False advertising is alive and well in mobile gaming with no sign of stopping
I’m sure you’ve seen many examples of false advertising when it comes to mobile game apps. At first, the movement was lazy; footage of the promoted game with a lazy bar on top that said something like, “If you get to level 15 you can go to Disneyland” or some other outright lie.
YouTuber, Danny Gonzalez has made a ton of videos showcasing some of the worst and I recommend you watch this series on them. One, because it’s an excellent showcase, and two, he’s hilarious.
He showcases how insanely nonsensical the ads are in their lies. This includes my personal favorite which is an ad that states: “If you reach level two, you’re legally a pumpkin.” Never has my life goal been easier to reach.

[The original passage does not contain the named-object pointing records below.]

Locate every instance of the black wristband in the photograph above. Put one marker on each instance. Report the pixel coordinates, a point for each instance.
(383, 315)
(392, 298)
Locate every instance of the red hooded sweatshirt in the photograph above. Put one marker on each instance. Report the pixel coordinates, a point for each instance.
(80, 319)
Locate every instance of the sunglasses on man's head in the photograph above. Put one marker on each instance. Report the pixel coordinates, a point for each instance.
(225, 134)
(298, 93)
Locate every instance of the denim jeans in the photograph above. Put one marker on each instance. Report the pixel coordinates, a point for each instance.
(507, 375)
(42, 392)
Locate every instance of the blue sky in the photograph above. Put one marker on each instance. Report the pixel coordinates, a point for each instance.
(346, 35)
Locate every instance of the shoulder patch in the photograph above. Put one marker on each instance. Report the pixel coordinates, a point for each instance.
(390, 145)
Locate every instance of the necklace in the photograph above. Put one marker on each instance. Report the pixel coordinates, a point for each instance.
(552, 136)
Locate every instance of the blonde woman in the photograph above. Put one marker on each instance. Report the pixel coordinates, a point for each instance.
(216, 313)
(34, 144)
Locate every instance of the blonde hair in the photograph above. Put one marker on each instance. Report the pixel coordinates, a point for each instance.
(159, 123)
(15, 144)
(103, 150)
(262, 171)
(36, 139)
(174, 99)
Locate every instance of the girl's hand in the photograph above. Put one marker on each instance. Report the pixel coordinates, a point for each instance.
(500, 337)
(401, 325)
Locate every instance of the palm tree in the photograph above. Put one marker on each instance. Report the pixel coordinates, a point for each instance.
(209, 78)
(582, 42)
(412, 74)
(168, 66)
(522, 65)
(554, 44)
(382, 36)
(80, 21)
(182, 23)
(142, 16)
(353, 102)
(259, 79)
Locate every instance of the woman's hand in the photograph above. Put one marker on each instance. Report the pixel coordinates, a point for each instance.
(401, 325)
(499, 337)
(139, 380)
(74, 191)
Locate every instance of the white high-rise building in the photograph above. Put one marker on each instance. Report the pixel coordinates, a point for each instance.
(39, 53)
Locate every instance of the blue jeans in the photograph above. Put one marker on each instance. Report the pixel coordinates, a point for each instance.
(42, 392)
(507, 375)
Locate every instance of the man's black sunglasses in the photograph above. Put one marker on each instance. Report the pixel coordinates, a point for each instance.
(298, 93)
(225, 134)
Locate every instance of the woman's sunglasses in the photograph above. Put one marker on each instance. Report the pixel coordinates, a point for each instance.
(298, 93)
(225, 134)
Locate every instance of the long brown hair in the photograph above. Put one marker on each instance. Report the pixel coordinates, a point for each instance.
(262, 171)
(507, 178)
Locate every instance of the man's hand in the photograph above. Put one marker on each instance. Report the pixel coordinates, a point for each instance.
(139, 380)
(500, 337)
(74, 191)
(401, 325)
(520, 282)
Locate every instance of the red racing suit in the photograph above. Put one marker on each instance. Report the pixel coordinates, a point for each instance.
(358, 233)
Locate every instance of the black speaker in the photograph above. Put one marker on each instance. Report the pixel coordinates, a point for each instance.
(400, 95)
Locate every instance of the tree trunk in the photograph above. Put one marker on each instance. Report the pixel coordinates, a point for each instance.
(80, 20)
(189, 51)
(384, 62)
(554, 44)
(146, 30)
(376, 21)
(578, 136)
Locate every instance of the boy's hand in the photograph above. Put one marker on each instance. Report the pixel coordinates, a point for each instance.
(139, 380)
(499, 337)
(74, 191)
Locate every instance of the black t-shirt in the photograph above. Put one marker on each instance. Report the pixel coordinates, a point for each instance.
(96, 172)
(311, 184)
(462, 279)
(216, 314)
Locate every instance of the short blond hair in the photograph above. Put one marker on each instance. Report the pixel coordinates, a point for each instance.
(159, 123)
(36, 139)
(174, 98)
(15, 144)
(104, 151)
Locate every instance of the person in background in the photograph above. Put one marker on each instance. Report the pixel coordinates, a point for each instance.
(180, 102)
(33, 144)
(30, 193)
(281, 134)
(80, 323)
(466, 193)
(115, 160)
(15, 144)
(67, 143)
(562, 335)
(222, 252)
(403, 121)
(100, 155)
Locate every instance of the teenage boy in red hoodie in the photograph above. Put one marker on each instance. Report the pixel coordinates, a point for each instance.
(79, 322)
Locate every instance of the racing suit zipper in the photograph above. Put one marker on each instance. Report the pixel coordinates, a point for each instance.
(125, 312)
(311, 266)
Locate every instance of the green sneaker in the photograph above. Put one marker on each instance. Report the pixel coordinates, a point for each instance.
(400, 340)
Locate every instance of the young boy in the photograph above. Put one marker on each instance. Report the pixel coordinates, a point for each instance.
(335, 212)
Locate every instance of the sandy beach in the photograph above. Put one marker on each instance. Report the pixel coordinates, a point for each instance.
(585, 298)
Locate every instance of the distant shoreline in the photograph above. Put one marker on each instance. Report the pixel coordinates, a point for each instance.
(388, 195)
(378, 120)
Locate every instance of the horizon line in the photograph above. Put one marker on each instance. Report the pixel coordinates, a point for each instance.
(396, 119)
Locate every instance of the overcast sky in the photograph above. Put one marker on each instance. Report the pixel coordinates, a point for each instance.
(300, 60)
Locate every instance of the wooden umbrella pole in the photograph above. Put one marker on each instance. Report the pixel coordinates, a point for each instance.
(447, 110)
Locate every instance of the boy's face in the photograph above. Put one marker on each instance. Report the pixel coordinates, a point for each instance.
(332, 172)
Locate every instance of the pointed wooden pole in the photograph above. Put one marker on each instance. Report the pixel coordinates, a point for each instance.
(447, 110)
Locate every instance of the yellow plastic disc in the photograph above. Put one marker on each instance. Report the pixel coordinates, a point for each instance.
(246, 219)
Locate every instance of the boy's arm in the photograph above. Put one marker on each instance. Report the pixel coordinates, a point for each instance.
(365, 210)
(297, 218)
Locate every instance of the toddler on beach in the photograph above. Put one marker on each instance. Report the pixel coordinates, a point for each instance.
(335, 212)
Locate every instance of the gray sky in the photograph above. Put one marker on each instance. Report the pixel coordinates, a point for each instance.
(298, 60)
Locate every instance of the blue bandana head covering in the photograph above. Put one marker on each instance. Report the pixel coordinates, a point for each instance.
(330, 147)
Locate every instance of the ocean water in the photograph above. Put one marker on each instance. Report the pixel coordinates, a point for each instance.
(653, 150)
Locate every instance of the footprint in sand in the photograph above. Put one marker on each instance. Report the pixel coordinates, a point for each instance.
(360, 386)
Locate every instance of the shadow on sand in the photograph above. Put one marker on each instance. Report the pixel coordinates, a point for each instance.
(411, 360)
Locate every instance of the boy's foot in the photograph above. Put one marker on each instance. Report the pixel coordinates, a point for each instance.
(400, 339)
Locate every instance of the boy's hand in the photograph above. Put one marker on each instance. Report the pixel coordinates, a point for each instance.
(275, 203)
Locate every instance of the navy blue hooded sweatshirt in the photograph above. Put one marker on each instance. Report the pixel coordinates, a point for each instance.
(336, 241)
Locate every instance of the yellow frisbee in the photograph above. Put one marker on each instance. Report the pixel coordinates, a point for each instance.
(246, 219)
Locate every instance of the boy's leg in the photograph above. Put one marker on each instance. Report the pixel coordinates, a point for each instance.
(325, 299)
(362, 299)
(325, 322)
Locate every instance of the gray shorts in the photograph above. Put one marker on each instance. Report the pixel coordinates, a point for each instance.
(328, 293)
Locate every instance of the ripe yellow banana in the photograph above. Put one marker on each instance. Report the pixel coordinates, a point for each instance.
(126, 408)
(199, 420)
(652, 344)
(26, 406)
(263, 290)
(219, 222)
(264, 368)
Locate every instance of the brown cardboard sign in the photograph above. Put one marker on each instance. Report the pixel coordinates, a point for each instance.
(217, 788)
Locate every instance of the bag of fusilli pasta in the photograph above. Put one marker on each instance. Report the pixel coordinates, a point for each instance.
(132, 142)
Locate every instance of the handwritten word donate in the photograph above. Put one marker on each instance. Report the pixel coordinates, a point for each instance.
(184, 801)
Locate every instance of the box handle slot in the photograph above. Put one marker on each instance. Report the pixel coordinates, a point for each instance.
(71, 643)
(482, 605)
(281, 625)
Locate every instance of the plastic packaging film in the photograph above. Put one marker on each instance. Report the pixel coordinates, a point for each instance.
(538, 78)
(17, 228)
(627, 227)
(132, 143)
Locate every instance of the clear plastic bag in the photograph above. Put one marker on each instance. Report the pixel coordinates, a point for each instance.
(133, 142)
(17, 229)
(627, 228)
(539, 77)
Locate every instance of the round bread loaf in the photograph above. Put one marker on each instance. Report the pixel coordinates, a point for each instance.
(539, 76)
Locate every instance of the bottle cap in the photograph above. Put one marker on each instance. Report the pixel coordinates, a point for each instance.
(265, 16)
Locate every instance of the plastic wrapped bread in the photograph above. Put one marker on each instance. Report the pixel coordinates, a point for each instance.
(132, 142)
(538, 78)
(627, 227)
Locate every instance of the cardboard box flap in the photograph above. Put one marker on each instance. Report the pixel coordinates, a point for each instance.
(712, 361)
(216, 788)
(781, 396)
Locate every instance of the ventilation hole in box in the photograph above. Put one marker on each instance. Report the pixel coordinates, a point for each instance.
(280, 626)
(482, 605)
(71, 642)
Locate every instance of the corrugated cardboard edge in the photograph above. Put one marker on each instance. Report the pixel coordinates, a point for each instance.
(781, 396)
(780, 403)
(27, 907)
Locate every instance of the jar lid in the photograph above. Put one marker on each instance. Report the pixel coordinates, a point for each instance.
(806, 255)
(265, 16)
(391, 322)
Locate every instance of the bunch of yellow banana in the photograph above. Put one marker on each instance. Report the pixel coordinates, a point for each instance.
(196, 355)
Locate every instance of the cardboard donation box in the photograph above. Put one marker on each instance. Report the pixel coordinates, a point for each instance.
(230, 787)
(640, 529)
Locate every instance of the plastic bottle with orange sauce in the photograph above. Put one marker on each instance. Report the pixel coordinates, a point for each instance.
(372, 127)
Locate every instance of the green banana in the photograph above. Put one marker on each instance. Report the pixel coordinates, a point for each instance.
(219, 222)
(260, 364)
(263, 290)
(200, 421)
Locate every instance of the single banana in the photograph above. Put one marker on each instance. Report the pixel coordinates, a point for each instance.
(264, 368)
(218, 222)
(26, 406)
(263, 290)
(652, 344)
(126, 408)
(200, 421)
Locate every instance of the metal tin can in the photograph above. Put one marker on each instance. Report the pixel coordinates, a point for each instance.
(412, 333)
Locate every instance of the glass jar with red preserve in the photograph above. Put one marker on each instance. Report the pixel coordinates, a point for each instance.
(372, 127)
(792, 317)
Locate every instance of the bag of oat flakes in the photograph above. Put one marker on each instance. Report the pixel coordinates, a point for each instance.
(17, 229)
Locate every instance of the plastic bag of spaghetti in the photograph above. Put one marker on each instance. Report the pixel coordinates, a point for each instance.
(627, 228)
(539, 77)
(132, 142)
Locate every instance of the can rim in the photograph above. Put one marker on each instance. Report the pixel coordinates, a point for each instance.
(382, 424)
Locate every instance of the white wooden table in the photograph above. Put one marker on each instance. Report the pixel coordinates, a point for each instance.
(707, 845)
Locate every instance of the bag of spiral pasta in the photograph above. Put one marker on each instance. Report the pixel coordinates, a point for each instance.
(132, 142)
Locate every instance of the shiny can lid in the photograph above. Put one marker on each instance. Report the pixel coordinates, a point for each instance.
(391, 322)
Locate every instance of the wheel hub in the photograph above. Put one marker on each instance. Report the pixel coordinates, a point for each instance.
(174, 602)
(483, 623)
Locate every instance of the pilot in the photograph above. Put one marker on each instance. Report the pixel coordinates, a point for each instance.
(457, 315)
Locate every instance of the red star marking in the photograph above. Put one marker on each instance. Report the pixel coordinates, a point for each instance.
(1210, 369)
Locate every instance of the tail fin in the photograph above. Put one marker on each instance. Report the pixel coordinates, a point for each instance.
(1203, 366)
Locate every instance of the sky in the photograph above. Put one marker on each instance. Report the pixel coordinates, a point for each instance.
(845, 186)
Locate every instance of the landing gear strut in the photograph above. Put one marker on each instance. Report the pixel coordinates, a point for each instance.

These ads are nothing new but for a long time, it was just something that low-budget games did. Usually, someone using prebuilt resources then goes all-in on ads to get views and sell information. But they’ve been allowed to do it for a long time.
Things really hit a fever pitch when games like “Puzzles & Survival” came along. I guarantee if you game on your mobile device you saw an ad for this or some other puzzle game with a zombie motif. They’ll usually involve a character in his underpants on the run from zombies. Along the way he encounters a scantly clad woman who’s immediately attracted to him and he gets better weapons and clothing by solving dirt simple puzzles. He then throws the girl to the zombies to slow them down shortly before completely botching an easy puzzle and dying in a way that says, “I bet he wouldn’t have died if YOU were playing.”
The games aren’t like this though. They’re usually a barebones match-three game with minimal story and little to no animation. Instead, they go all in animated commercials because they’re not worried about microtransactions or maintaining a good game, they just want your sweet sweet data and you only have to download the game once for them to have it.
These commercials became all-encompassing. Regardless of what game you were playing, you might have seen these ads. They were also all over YouTube, Twitch, and anything else that had ads. Everyone knew they were fake but they were still allowed to run rampant.
We’re not the only ones who noticed either. Massive companies have started realizing that all they can make a trailer featuring absolutely anything and it’s fine. They’ll suffer no consequences and their ads will have no fear of being taken down.
For example, Jurassic World Alive is a game developed by Ludia and owned by NBC. And the Jurassic Park property itself is owned by Universal Studios. So while Ludia is a relatively small company, it’s one of the biggest companies on Earth that’s responsible for its own property.
Jurassic World Alive is a Pokemon GGOo type game where you move around a GPS-driven map and, instead of Pokemon, you battle and collect dinosaurs. It looks very similar to Pokemon GO in how it looks and plays. But the commercials that started playing for it over the last month or so, show that Ludia is taking a whole new approach to advertisement.
The commercials now don’t show anything you do in the game. Instead, it’s a fake trailer that shows dinosaurs fighting in a style that is a blatant nod to the old arcade fighter “Primal Rage.” A fighting game in the style of Mortal Kombat with dinosaurs.
Here’s footage of Primal Rage in case you happen to see the Jurassic Alive trailer and want to compare it.
Fun enough, when I tried to research this, I found that not only does Jurassic World Alive have a problem with their own false advertisement but also other people’s false advertisement. When researching this issue, I found people reporting that Jurassic World Alive has a reward system where you can do offers from other companies and make in-game money, or, as some offers state, real cash. You can probably see where this is going.
But turns out that some of those companies are such well-known scammers that people in the forums are resorting to warning each other. In particular, a company known as Tapjoy. Apparently, their offers are all over this thing but no one ever actually gets the listed rewards.
It doesn’t show any sign of stopping. The era of Sega being embarrassed of their “Blast Processing” claims has given way to a world in which we merely download a game to see what it’s REALLY like, knowing full well the videos are fake, handing out our information to companies that merely want to sell it.
In the meantime, Google and iOS stores allow us to report false advertisements but so far there hasn’t been anything done about it. For years.